Mindfulness is the practice of drawing focus back to the present, improving our self-awareness – particularly when it comes to emotions.

Professor Mark Williams, former director of the Oxford Mindfulness Centre, says that mindfulness means knowing directly what is going on inside and outside ourselves, moment by moment:

“It’s easy to stop noticing the world around us. It’s also easy to lose touch with the way our bodies are feeling and to end up living ‘in our heads’ – caught up in our thoughts without stopping to notice how those thoughts are driving our emotions and behaviour. An important part of mindfulness is reconnecting with our bodies and the sensations they experience. This means waking up to the sights, sounds, smells and tastes of the present moment. That might be something as simple as the feel of a banister as we walk upstairs. Another important part of mindfulness is an awareness of our thoughts and feelings as they happen moment to moment. It’s about allowing ourselves to see the present moment clearly. When we do that, it can positively change the way we see ourselves and our lives.”

Mind over matter

Life as a student can be tough, whether you are writing papers, prepping for exams or performing on stage. You are required to use high levels of cognitive control, emotional regulation and self-awareness.

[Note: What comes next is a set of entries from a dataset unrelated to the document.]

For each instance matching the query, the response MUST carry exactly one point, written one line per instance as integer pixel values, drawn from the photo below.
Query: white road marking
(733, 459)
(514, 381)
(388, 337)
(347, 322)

Training yourself to be more mindful will help you develop the necessary tools to remain calm, maintain your attention and focus better. It begins with daily breathing exercises. By taking the time each day to concentrate on your breathing and meditate, you will develop a greater awareness of your own thoughts and feelings, which can help support your growth in the long run.

Exhaustive research has proven the efficacy of mindfulness. Evidence shows that mindfulness practitioners’ performance improves and that they experience greater resiliency and reduced anxiety. Studies have shown that students who were trained in mindfulness were more resilient to stressful situations and had better problem-solving skills, memory and mood.